One can imagine the wails of despair when Mariah and Naomi actually have to, gulp, use a phone. More seriously, though, companies who have invested heavily in the BlackBerry will lose a valuable communications tool–not to mention all the money they've spent. It's dire enough that the U.S. government–which has roughly 300,000 BlackBerry users–has demanded that it not be affected if Spencer calls for an injunction against selling and using the RIM service in the United States.

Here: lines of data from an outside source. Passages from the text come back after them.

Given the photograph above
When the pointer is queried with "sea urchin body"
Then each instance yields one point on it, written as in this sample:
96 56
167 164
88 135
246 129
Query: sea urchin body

It's not just CrackBerry-heads who are jittery. Investors have been dumping their stashes of RIM shares as the company's court losses have mounted. The stock (TSX: RIM) hit a high of $105.39 on June 1 and then slumped 41% over the next five months, to its 52-week low of $62.01 on Oct. 26. Seemingly confused about the company's future, investors have since been jumping in or out of RIM with every court or patent-office ruling. When the U.S. Supreme Court met in January to consider (and ultimately dismiss) RIM's contention that Spencer erred in his judgment that U.S. patent law applies to companies whose operations and technology are based in Canada, RIM's stock nosedived by nearly $7.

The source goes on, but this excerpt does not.